The family home is tastefully furnished and clean, and she has a garden with winter vegetables.
Anne is not complaining and does not feel sorry for herself. But she is trying to get her head above the stigma of living on a benefit, when she would rather be working.
Since 1995, Anne owned her home and car; she has two careers behind her and felt good about where she was in life.
A man she briefly met in the'80s re-entered her life, charmed her, lied about his past, then systematically took over her life through psychological, physical and sexual abuse.
"He wore me down and denies the abuse," Anne says, adding when he lived with her, and following their marriage, she has "never known a life like it".
She is now $50,000 in debt and while he was living with her, she had to withdraw her KiwiSaver to buy food and pay bills.
In December 2012, he crashed a work vehicle while driving drunk, so Anne had to swap her car, then borrow money to pay for lawyer's fees and repair the vehicle.
The couple worked for the same company and, because of her husband's actions and behaviour, they had to leave.
"We had no money for three weeks over Christmas and a mortgage holiday I was on, came off. We got nothing from Work and Income," she says.
In February, Anne had her husband arrested because he once again threatened he would "knock her head off her shoulders and kill her".
She was left without money, had no income and her husband immediately stopped the car payments.
Further stress was placed on her when she had a two-week stand-down before she could get a domestic purposes benefit.
She ekes out a meagre living from the benefit, and once costs have been taken out she is left with $80 a fortnight to live on; to feed herself and her children, the dog and the cat.
The dog was bought as a puppy when she was working, and the cat was a stray.
The dog needs to be spayed for its health, yet her husband would not allow her to spend the money for the $270 veterinary fee.
Anne said the nightmare started in 2011 when the man she eventually married called her "out of the blue" and offered to take her out to dinner, where he drank only orange juice.
"I thought this was great, someone who does not drink."
She said he wanted to help financially, but the mother-of-one declined and said she was okay because she was working.
He moved in to live with her, and turned up without any belongings.
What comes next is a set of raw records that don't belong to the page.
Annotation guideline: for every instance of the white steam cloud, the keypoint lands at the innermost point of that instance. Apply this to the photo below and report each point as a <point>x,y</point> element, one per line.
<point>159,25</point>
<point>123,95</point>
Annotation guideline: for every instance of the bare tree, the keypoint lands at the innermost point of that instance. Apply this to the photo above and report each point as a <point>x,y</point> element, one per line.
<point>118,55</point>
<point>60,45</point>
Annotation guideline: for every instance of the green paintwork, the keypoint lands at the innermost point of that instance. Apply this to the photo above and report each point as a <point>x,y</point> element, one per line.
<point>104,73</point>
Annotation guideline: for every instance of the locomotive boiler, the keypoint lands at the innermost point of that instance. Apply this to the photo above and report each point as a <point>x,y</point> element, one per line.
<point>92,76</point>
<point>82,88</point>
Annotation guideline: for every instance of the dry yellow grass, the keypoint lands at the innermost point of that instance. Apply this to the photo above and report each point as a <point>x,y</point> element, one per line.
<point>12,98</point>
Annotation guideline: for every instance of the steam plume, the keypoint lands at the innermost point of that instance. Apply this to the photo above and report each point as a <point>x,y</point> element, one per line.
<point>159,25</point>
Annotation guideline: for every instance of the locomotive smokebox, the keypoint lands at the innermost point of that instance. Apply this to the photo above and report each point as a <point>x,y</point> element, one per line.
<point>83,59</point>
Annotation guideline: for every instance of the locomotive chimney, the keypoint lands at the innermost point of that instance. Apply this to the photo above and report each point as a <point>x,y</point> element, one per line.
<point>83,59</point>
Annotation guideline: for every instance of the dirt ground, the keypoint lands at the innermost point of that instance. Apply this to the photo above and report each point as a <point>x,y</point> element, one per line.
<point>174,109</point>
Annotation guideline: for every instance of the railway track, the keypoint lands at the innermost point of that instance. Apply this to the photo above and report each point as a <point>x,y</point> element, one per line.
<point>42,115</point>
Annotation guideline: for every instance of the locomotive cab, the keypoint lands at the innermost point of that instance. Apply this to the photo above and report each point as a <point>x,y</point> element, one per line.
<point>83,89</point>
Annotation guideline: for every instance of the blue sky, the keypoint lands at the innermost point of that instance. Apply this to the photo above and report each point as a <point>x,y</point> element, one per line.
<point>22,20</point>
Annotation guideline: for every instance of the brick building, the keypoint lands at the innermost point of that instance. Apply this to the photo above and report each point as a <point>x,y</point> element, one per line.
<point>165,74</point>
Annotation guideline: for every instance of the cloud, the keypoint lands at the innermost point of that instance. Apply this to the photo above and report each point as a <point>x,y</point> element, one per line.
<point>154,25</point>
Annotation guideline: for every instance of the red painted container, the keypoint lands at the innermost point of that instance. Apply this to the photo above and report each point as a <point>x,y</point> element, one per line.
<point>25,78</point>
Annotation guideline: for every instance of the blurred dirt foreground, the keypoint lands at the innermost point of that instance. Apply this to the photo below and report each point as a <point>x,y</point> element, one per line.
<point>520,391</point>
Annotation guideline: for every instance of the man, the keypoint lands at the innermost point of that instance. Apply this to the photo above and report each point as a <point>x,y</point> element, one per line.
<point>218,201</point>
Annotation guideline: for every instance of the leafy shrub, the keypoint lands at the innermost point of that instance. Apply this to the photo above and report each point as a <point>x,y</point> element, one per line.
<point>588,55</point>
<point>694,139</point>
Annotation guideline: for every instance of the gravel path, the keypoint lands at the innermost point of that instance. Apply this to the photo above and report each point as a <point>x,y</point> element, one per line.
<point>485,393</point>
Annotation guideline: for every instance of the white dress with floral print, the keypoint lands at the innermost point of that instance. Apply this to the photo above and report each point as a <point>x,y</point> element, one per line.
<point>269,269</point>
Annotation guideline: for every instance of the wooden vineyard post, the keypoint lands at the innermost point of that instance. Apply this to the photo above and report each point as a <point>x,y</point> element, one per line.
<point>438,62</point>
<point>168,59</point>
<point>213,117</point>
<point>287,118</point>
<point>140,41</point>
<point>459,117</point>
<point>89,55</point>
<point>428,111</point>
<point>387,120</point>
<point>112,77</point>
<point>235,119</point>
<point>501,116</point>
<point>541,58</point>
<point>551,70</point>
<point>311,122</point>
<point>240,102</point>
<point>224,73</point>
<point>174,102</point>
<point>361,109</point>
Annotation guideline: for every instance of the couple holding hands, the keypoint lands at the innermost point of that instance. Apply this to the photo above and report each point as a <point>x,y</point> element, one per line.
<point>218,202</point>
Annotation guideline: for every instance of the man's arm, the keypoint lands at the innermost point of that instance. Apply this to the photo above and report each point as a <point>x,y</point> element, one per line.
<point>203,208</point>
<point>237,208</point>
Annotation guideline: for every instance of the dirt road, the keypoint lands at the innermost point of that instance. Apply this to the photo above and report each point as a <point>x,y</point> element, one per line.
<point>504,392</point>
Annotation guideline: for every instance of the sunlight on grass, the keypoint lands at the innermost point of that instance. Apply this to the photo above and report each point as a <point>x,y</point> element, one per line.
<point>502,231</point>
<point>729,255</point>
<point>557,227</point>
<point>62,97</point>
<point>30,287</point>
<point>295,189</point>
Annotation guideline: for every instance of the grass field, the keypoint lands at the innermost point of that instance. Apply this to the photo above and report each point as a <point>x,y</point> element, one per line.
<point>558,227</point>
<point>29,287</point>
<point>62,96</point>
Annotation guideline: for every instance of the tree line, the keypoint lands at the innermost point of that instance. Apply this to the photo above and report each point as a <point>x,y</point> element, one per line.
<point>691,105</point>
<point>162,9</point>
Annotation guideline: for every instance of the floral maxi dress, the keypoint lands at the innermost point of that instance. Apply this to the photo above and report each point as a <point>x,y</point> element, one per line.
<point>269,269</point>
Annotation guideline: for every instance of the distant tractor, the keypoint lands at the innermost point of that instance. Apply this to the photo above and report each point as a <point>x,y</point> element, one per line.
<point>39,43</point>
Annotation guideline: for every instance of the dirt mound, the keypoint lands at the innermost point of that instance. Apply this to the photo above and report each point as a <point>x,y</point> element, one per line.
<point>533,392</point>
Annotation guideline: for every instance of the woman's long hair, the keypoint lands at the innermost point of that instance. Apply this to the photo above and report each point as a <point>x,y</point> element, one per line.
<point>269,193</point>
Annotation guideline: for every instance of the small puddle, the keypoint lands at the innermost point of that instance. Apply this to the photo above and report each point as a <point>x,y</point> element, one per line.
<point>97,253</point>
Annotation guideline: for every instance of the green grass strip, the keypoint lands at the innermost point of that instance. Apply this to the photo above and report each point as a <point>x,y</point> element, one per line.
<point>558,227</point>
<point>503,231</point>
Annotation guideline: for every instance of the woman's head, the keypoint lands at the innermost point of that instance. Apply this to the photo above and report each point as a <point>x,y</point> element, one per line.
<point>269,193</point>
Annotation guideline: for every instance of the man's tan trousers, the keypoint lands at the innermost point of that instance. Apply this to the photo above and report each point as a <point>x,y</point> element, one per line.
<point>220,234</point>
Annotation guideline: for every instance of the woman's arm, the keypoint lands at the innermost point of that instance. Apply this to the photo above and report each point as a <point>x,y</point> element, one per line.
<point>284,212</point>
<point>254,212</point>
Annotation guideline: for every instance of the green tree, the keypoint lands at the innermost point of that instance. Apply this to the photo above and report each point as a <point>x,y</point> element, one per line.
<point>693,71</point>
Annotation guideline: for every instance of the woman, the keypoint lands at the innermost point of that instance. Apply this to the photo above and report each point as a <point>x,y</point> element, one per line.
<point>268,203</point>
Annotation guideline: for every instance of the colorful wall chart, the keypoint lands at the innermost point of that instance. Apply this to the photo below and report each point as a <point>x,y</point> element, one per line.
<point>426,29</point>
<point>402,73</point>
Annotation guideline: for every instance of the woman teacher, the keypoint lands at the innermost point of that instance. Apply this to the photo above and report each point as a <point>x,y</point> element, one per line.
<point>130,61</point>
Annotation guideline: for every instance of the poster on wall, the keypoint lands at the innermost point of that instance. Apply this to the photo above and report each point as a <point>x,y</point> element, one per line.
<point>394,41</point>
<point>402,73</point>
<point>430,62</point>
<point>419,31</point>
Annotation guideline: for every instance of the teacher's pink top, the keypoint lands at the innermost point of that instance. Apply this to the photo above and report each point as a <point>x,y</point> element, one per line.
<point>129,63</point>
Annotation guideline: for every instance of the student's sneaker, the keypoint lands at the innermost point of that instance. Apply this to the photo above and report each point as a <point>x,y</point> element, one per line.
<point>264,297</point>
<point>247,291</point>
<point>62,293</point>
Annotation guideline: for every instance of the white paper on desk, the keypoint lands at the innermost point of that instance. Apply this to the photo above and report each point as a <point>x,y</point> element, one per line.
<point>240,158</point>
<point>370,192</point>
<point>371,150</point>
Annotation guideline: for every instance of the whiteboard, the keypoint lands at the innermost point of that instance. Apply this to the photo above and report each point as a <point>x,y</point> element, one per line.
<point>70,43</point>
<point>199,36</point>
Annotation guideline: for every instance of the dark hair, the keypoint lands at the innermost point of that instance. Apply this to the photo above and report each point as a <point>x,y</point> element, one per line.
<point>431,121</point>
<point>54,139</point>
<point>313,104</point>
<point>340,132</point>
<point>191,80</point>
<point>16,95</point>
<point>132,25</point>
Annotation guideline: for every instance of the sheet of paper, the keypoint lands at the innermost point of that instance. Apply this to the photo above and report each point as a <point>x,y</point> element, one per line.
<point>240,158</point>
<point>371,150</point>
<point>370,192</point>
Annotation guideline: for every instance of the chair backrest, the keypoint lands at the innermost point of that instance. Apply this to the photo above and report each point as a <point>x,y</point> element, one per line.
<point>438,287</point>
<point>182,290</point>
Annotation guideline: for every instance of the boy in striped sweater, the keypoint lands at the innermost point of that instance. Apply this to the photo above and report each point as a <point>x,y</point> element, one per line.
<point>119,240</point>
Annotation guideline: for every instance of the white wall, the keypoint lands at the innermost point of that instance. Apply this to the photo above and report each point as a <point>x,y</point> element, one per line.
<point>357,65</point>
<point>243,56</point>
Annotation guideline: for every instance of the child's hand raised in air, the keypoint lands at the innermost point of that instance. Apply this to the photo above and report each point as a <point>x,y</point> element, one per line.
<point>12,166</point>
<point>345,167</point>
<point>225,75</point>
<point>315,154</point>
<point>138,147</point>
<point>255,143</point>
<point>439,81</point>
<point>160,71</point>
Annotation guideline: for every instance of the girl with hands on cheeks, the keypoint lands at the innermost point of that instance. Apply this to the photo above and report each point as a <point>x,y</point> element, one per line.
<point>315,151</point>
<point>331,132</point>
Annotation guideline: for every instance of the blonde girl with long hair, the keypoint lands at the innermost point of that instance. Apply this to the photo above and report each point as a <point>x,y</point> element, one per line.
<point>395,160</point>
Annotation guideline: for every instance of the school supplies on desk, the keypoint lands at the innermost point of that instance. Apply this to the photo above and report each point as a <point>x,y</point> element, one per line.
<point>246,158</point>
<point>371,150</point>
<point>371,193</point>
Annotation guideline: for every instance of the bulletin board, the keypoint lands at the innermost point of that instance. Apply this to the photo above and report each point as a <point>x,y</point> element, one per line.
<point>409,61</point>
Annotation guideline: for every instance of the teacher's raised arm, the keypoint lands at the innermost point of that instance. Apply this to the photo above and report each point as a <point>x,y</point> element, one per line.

"There were more lies about why he had nothing, everything had been stolen, he said."
Just before they married, he grabbed her face and gave her a fat lip. But Anne was now in his grip and too afraid to back out.
The couple married and have a child together. Last winter he threatened to kill her, and drive a truck into the house while the children were inside, to kill them. The abuse continued until she snapped and had him arrested in February.
He is on a good behaviour bond for a year.
Anne has no self-pity for her situation, but what she does not like is that she has to go to Work and Income and beg for anything extra.
"I am grateful for what I get, but it is hard enough as it is without being treated like scourge of the Earth."
But the irony was, when Anne, who has a protection order against her ex-husband, went to the Wanganui Work and Income office, where she was served by staff wearing T-shirts promoting the "domestic violence, It's not OK"; and then they asked her when she was going to go back to work.
Another time she went to Work and Income to get help to have one of her major appliances fixed, but she first had to go to a mortgage broker to get a breakdown of her assets to show she did not have the income.
It's not as though it's a grant, she says, because a weekly amount is taken out of her benefit for the advance.
"I am over it, I am so frustrated at the whole thing. The situation takes everything away from you."
She said she would love to work 20 hours a week because she is receiving counselling for the abuse she suffered and she wants to continue with that.
Her pre-schooler will be looked after by her parents.
And despite her struggles, Anne counts her blessings.
"I feel peaceful now, there is a calm in the house."